Мне, путешествующей с докладами, меняющей страну за страной, было и радостно, и трудно. Я видела глаза, загорающиеся любовью, когда рассказывала о русских подвижниках, о наших монастырях. Это было самой большой наградой — сознавать, что Бог живет в самых разных душах, видеть, какой красотой светятся лица совсем незнакомых, но по-настоящему родных людей.

И все же сознавала и сознаю, что мною потеряно: вся Россия для меня, как для Гоголя, монастырь — больше всего хочется помолиться в Оптиной, освятиться атмосферой Дивеева. Да просто постоять на Литургии в какой-нибудь русской церкви, неожиданно заплакать, восхититься детской доверчивостью простого народа.

И самое страшное за эти годы эмиграции — встречать Пасху вне России. Ее здесь просто нет.

Западное христианство создало могучую культуру и цивилизацию. Но «гордый взор иноплеменный» забыл о смирении, не знает юродства. А без этого все сходит на нет, что понимают и сами западные христиане.

- Можно ли сказать, что современный житель Западной Европы — свободный человек?

- Нет. Большинство несвободно. Есть свобода «от» и свобода «для». Только свобода для со-творчества с Богом освобождает человека. Это свобода от греха. Грех (и по-гречески и по-русски) означает не-попадание в цель, о-грех. Человек не совпадает с замыслом Бога о себе. Потеряв любящего Творца, чувство реальности, доверие к Жизни, западный человек стал рабом всяких страхов. Страх — это единственное чувство, которое еще теплится в душе «последнего человека». Заглушить эти страхи проще всего суетой, шопингом, гурманством «до упаду». Свободу от ответственности и страха дают деньги — всеобщий эквивалент для обмена одной эфемерной ценности на другую.

И все же Дух Святой не перестает действовать даже там, где его почти не ждут. Например, в Париже, где сейчас живу, я подружилась с католиками-традиционалистами. Они вовсе не пугливые «реакционеры». Они смелые и открытые. Как в XVIII веке, вновь существуют салоны, где парижские интеллектуалы (и много приезжих), художники, журналисты, священники обмениваются живыми мыслями, рассказывают о том, что происходит в мире (а мир, даже западный, быстро и промыслительно меняется). У этих консервативно-революционных кругов есть возможность влиять и на остальной мир: газеты, книги, радио, выставки. Они любят Россию — за христианский максимализм, за жертвенность, за полноту литургического и аскетического опыта. Не раз мне приходилось от них слышать: Жанна д’Арк была русская. Конечно, в шутку, но близкую к «особой» истине. Аббат Гийом Танайяр сказал: у вас в России есть народ (народ — это религиозный опыт коллективного страдания и коллективной победы). Мы же во Франции только начали вставать с колен.

- Вы участвовали в диссидентском движении.

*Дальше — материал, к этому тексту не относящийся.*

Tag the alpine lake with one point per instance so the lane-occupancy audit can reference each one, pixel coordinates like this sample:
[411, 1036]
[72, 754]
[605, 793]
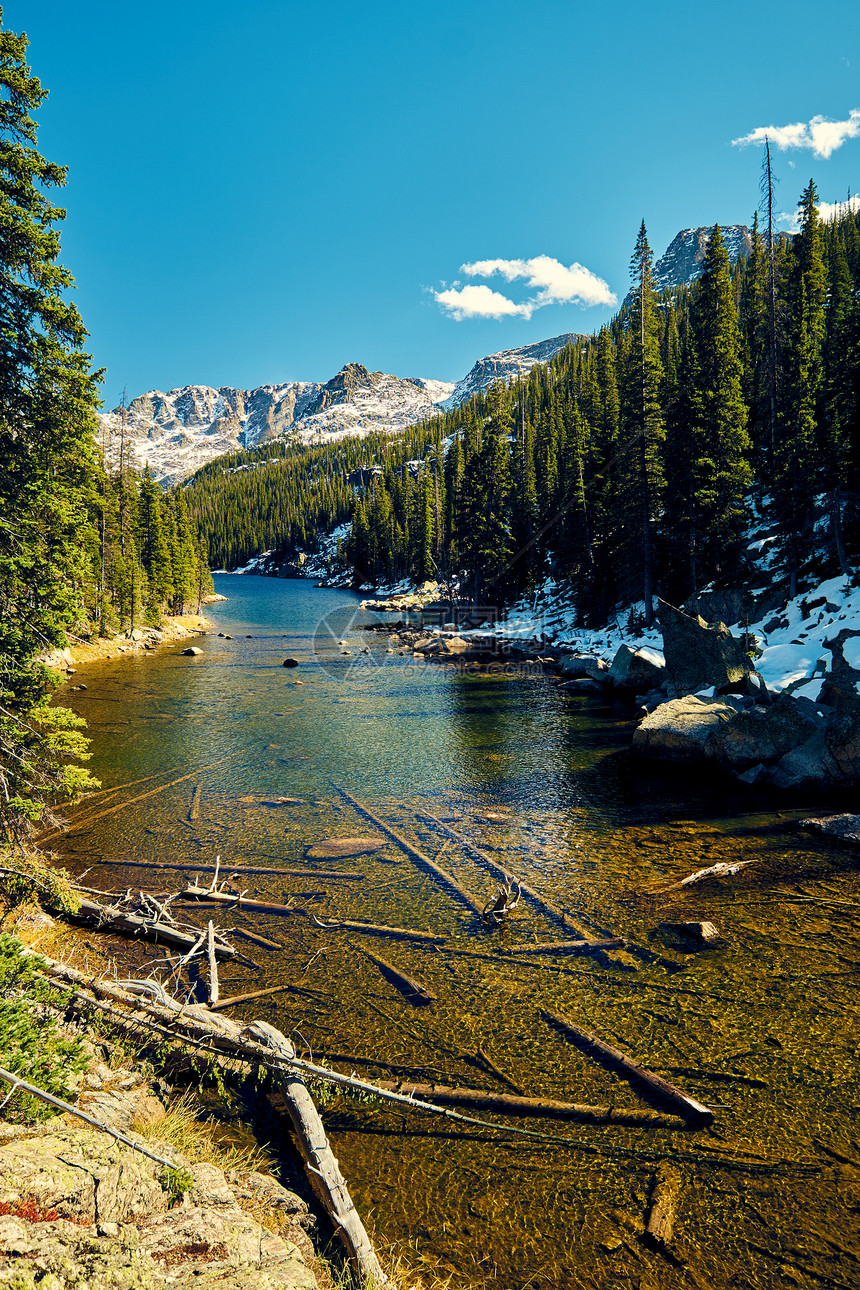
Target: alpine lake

Скажите пожалуйста, если бы Вы сейчас каким-то чудом вернулись назад, Вы стали бы делать то же самое?

- Да, и сейчас я продолжаю заниматься «общественной деятельностью». Только без наивной веры в «права человека», «право-защитничество», без радиостанции «Свобода». Теперь совсем другие времена, все большие структуры коррумпированы, «креативный класс» — это не прежние диссиденты. В них не веришь. Сколько хватает силы, помогаю лекарствами, деньгами, собиранием верных друзей, бессребреников, тех бедных, которые помогают еще более бедным. Особо трудно помочь животным. Они более всего гонимы и истребляемы в нашем все менее милосердном обществе. В России бываю не так часто, как бы хотелось. Здоровье не позволяет.

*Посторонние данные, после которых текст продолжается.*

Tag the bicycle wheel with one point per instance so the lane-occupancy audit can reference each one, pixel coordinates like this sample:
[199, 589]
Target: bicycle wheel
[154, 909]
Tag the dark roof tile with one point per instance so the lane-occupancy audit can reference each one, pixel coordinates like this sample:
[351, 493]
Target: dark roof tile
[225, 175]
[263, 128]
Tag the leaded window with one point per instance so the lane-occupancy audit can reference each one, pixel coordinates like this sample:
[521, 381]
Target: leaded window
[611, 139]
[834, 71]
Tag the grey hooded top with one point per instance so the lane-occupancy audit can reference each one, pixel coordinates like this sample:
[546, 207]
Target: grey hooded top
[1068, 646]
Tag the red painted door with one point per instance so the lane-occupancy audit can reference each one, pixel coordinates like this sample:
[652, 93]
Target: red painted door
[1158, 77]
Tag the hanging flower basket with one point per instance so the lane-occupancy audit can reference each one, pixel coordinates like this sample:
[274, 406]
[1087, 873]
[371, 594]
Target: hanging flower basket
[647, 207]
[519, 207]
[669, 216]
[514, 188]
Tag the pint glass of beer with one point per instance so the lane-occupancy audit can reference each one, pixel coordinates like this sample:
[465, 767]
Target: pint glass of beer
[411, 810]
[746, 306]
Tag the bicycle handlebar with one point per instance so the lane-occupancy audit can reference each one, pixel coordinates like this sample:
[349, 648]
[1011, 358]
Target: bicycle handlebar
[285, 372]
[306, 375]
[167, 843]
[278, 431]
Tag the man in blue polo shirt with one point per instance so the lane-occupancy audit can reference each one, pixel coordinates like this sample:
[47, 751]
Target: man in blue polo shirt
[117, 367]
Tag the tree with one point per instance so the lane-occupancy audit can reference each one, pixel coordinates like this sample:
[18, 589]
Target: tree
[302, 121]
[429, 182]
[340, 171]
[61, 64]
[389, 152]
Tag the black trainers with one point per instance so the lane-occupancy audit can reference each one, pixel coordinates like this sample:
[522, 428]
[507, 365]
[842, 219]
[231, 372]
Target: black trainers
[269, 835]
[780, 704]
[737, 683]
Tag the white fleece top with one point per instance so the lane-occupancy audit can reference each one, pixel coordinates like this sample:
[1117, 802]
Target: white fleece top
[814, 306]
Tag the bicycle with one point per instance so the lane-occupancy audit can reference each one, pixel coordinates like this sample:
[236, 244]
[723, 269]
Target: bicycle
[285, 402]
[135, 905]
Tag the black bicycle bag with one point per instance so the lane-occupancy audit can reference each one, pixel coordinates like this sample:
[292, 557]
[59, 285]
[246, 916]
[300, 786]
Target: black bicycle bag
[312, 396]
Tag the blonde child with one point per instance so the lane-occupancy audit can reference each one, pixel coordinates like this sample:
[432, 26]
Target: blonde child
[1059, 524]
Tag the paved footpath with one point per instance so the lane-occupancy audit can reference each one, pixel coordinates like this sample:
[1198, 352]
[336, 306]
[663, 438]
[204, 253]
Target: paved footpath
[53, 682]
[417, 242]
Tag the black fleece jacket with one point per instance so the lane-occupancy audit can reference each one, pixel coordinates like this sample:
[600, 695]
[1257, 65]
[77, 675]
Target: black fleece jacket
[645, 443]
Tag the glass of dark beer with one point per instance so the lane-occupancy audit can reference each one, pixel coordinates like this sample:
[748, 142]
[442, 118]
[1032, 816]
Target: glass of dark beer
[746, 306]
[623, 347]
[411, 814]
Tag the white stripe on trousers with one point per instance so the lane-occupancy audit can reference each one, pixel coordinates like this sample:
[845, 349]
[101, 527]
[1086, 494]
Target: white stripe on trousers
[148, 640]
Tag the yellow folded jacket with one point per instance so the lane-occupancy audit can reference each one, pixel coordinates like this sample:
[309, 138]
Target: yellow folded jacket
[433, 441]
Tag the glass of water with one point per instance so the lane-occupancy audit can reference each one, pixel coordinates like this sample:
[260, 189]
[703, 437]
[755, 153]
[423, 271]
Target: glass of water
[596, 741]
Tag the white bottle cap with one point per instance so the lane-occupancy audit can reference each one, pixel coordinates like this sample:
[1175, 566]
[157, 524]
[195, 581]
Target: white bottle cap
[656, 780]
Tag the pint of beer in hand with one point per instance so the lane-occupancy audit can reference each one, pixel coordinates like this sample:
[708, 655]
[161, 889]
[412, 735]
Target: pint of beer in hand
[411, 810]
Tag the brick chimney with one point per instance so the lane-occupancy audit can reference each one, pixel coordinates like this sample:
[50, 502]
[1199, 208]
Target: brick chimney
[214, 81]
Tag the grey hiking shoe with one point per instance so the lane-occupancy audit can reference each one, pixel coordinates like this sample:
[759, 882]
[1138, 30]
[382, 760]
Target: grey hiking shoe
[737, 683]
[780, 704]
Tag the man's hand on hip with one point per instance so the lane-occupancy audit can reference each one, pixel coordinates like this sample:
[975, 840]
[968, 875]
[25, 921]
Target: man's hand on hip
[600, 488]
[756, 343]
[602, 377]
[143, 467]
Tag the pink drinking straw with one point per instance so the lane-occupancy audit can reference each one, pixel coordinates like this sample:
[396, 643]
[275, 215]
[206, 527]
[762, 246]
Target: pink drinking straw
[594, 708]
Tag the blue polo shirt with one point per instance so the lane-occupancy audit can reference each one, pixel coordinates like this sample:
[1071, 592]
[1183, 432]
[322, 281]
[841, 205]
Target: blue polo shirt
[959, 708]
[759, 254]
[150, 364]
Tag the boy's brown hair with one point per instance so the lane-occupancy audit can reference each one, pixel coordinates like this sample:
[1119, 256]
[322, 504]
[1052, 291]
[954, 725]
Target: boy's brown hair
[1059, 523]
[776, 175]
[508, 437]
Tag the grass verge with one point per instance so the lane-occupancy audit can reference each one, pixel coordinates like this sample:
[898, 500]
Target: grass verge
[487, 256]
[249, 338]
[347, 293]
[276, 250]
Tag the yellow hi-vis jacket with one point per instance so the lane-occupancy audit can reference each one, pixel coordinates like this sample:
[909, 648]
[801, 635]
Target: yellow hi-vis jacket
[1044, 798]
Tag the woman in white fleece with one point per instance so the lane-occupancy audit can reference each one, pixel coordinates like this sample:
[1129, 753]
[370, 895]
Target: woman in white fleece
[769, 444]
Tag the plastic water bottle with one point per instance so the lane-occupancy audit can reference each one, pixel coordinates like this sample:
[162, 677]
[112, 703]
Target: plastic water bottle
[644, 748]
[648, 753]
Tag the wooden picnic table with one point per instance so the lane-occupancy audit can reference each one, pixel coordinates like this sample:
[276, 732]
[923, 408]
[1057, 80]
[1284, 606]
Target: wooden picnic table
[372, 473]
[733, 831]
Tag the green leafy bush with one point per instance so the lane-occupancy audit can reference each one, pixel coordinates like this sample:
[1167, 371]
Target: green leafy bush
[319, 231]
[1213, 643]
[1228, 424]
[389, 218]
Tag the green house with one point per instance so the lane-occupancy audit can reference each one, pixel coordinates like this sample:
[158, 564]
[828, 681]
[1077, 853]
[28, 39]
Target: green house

- Что было самым трудным и невыносимым тогда, в советское время? Можно ли сказать, что сейчас мы живем в более свободной стране, чем в советское время?

- В советское время я стала диссиденткой, потому что невыносимо было видеть, как несправедливо страдают люди, не вписавшиеся в рамки убогого советского мышления, как преследуют верующих, как гнобят поэтов, художников, не-конформистов, как унижена самая образованная в мире советская женщина. Но если бы я знала, что произойдет во времена постсоветские! Меня ужасает не только материальное истребление беззащитных, не сумевших вовремя стать ворами и преступниками, но и исчезновение образования, книги, доверия к бытию — дух отчаяния, который заставляет забыться в плохом алкоголе, наркотиках или просто умереть. Никакой свободы не прибавилось. Мы живем во времена сатанинского неолиберализма, когда требуется лишь «свобода конкуренции». Расцвели самые низкие чувства — дух зависти, жадности, агрессии. Надо «быть злым» — лозунг времени.

- Что сейчас в наибольшей степени ограничивает свободу в современном мире, препятствует ей?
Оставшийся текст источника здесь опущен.